Residents continue to donate to Salyers' efforts to provide free or reduced-priced meals to seniors on a fixed income. More than $7,000 has been contributed to a GoFundMe account used to provide meals to healthcare workers at WellStar Cobb Hospital in Austell.

Vittles Restaurant owner Charity Salyers looks over her new 2017 Toyota Rav 4 outside her Smyrna restaurant Thursday, May 14, 2020. STEVE SCHAEFER FOR THE ATLANTA JOURNAL-CONSTITUTION
Vittles Restaurant owner Charity Salyers looks over her new 2017 Toyota Rav 4 outside her Smyrna restaurant Thursday, May 14, 2020. STEVE SCHAEFER FOR THE ATLANTA JOURNAL-CONSTITUTION

Salyers said she’s grateful to the community for stepping in to make sure fewer hospital workers, senior citizens and other less fortunate residents have enough to eat during the pandemic.
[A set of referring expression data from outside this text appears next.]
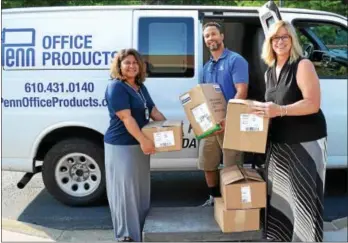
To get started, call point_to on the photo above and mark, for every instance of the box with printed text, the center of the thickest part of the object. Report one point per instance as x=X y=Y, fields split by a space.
x=166 y=135
x=239 y=220
x=244 y=131
x=205 y=107
x=242 y=188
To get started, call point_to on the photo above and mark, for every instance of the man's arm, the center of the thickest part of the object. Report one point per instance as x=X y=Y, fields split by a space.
x=240 y=75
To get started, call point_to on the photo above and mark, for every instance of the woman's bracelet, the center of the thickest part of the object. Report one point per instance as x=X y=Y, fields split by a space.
x=282 y=108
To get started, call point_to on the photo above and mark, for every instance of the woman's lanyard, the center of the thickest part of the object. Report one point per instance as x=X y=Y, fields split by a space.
x=143 y=100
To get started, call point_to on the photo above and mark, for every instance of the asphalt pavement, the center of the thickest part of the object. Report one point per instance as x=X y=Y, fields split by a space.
x=33 y=210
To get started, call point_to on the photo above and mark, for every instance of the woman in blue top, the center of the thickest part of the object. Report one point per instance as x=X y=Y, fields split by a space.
x=127 y=150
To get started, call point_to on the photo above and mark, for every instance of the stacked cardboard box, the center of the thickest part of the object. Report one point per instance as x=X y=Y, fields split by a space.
x=205 y=107
x=166 y=135
x=244 y=131
x=243 y=195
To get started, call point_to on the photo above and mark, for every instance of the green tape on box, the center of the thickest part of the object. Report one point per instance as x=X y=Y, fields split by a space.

She also said she’s thankful to the people who helped keep her business going “during a time when I almost had to shut my doors.”

Orr said she hopes Salyers’ story inspires others to help their neighbors get through these unprecedented times.

“It’s just important for us to realize that we all need each other in this time,” she said. “It’s OK to lend a helping hand where you can. It’s not a time to be selfish.”